— Цезаря? Какого Цезаря?
— Нашего Цезаря, — ответил я ему с достоинством. — Какого же еще?
На лице моего собеседника отразилось восхищение, и он произнес извиняющимся тоном:
— О, конечно, конечно. Цезаря.
Я проводил его к остальным гостям. По дороге он сказал мне:
— Знаете, чем вызван мой интерес? Я был поражен тем, что маска вашего Марка как две капли воды похожа на маску моего Гая. Весьма любопытно, не правда ли?
Однако за исключением этого случая мне никогда больше не пришлось испытать никаких волнений. И, если разобраться, почему бы людям пришло в голову сомневаться в моем происхождении? Я был не просто богат, а сказочно богат. Маски висели на своем месте, у всех на виду, и то, что мне не приходилось скрывать их, являлось наилучшим доказательством их подлинности. Как это случается со всеми патрициями, мое прошлое обеспечивало мне состояние, а мое состояние — мое прошлое.
Как бы то ни было, тот разговор в зале масок позволил мне прийти к выводу, что лишних вопросов надлежало избегать. С тех пор, когда приходили гости, я извинялся и говорил, что не хочу докучать друзьям рассказами о древних подвигах — сей довод никогда не вызывал возражений (от подобных рассказов и вправду клонит в сон).

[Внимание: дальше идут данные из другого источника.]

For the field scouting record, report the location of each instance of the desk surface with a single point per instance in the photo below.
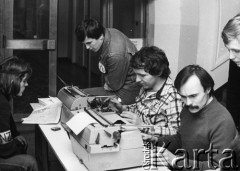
(62, 147)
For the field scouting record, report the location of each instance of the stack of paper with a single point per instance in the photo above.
(47, 111)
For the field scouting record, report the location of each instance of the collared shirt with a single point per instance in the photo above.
(161, 109)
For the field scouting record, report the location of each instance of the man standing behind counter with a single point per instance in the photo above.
(115, 52)
(231, 39)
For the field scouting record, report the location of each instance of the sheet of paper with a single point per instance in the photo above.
(46, 114)
(79, 121)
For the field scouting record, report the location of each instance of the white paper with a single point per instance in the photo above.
(36, 105)
(79, 121)
(47, 114)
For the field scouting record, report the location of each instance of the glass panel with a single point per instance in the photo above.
(129, 17)
(31, 21)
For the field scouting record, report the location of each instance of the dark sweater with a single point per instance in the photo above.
(213, 125)
(8, 145)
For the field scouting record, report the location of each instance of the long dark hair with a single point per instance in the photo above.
(12, 71)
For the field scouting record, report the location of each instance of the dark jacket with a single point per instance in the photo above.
(8, 131)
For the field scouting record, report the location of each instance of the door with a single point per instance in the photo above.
(28, 29)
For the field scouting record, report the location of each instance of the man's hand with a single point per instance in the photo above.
(107, 88)
(22, 141)
(116, 105)
(166, 157)
(148, 137)
(132, 118)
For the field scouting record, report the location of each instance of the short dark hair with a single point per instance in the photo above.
(90, 28)
(231, 30)
(204, 77)
(12, 71)
(153, 60)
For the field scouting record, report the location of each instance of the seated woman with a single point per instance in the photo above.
(157, 107)
(14, 74)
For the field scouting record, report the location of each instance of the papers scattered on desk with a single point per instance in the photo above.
(47, 111)
(78, 122)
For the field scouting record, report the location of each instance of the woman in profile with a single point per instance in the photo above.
(14, 74)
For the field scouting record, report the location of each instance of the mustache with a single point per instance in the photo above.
(191, 107)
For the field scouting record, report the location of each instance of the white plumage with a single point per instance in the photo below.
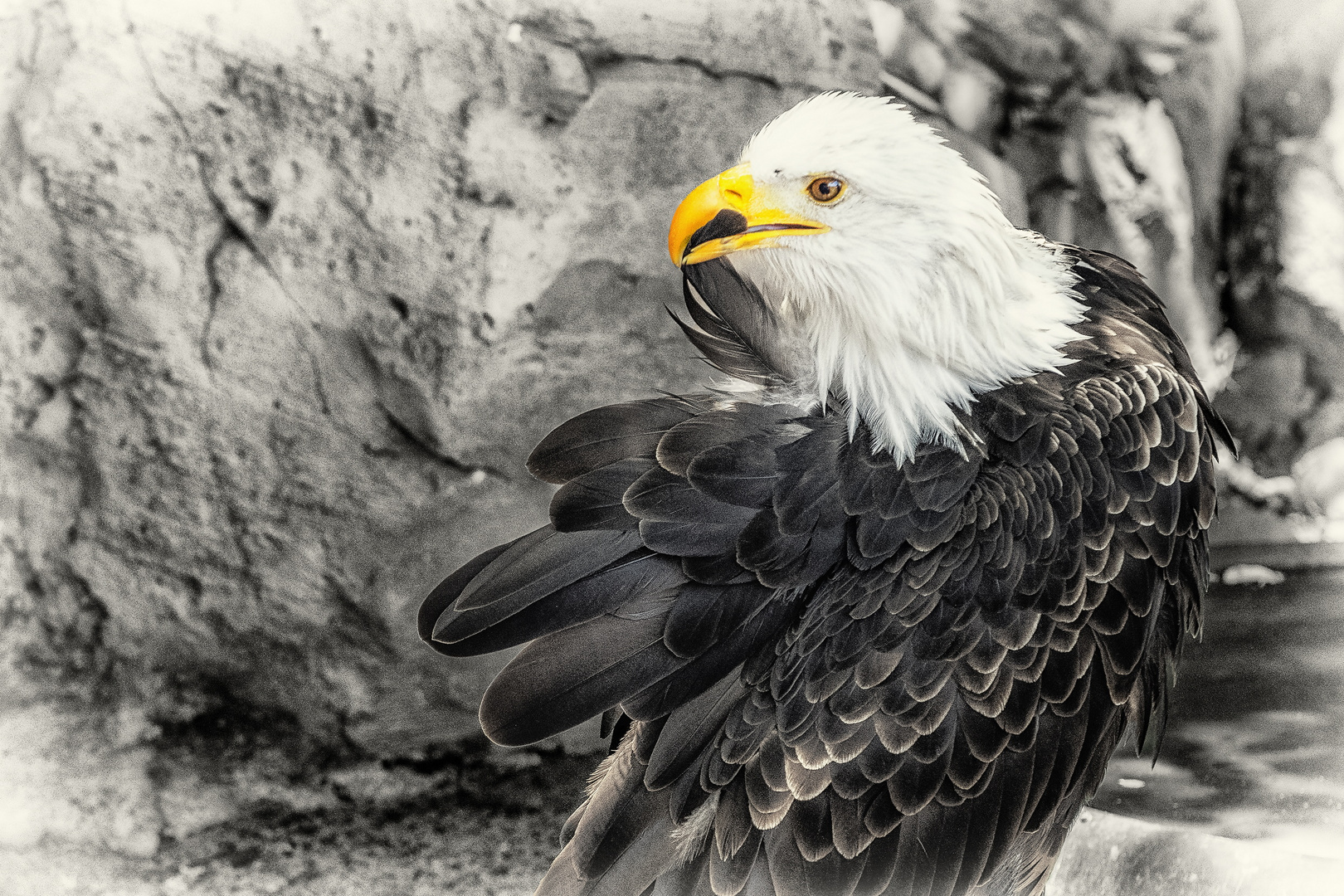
(923, 293)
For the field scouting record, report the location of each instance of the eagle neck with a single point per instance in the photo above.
(913, 334)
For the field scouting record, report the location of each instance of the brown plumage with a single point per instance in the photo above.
(836, 670)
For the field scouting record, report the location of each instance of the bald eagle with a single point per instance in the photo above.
(871, 614)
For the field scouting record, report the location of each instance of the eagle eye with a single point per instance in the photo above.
(825, 190)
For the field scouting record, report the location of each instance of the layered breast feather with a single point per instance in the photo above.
(841, 674)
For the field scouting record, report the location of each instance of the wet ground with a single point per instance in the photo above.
(1255, 743)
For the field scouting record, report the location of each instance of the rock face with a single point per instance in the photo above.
(1283, 251)
(290, 292)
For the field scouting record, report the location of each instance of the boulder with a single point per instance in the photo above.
(290, 292)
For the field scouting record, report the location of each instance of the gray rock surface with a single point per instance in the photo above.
(290, 289)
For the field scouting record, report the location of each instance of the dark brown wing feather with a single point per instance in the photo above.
(847, 674)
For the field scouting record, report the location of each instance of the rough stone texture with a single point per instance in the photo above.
(1116, 119)
(1283, 247)
(288, 292)
(288, 289)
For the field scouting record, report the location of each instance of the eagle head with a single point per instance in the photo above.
(886, 257)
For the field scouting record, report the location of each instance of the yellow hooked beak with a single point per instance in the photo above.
(728, 214)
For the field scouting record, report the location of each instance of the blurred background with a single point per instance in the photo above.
(290, 289)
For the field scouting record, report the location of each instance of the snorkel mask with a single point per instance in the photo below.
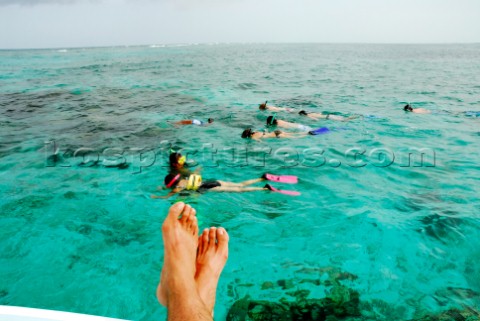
(182, 160)
(176, 178)
(271, 120)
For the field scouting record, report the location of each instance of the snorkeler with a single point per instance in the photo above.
(317, 116)
(274, 108)
(249, 133)
(409, 108)
(194, 122)
(273, 121)
(177, 164)
(195, 183)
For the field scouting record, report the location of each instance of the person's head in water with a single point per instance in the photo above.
(247, 133)
(172, 180)
(271, 121)
(177, 160)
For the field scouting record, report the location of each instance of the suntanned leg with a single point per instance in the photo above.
(177, 285)
(211, 258)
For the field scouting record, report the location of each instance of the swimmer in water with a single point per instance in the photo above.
(273, 121)
(195, 183)
(194, 122)
(317, 116)
(409, 108)
(177, 164)
(249, 133)
(274, 108)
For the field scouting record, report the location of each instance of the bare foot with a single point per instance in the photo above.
(211, 258)
(180, 239)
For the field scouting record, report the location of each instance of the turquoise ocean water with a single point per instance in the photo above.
(79, 236)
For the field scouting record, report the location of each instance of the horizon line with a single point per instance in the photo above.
(178, 44)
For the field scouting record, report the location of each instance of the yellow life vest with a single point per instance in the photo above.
(194, 182)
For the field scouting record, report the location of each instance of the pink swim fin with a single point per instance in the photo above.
(289, 179)
(273, 189)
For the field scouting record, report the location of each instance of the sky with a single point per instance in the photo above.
(86, 23)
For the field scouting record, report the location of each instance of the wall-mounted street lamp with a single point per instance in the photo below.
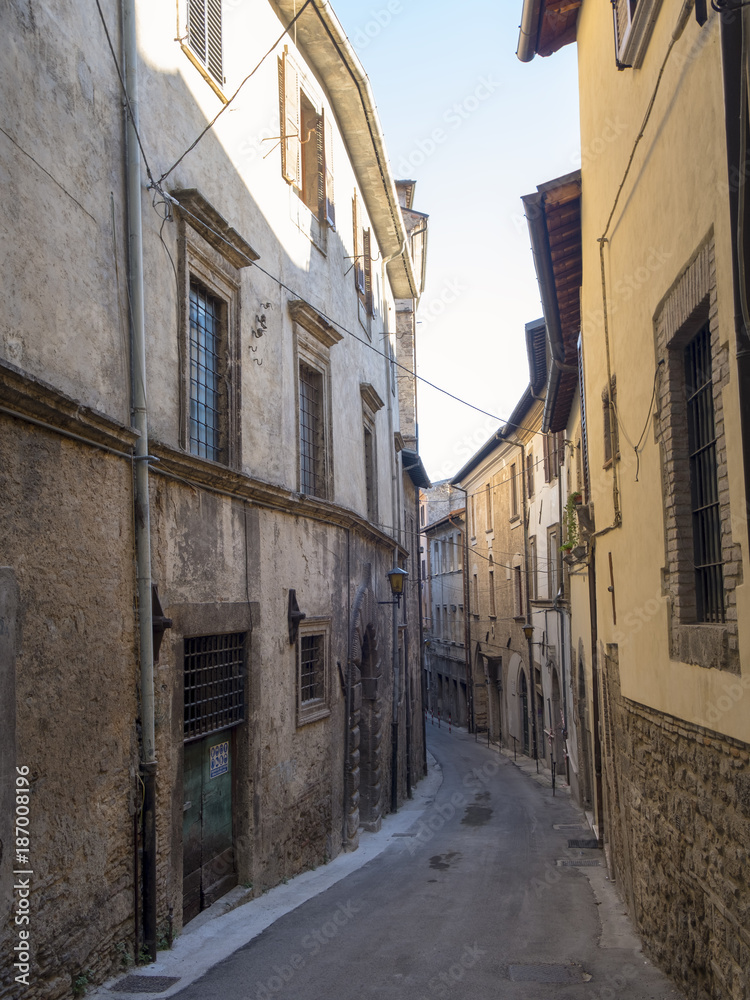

Я оказывал одолжения и не испытывал недостатка в клиентах; мной восхищались, и мои враги были достойны восхищения. Меня ненавидели, а маски обеспечивали мне удачу, и я жил счастливо, о чем не уставал говорить и отвечал на ненависть той же монетой.
Когда я уже думал, что биографии предков, стоившие мне таких трудов, оказались совершенно ненужными, мой первенец облачился в тогу. В тот вечер я сказал ему: — Пойдем со мной.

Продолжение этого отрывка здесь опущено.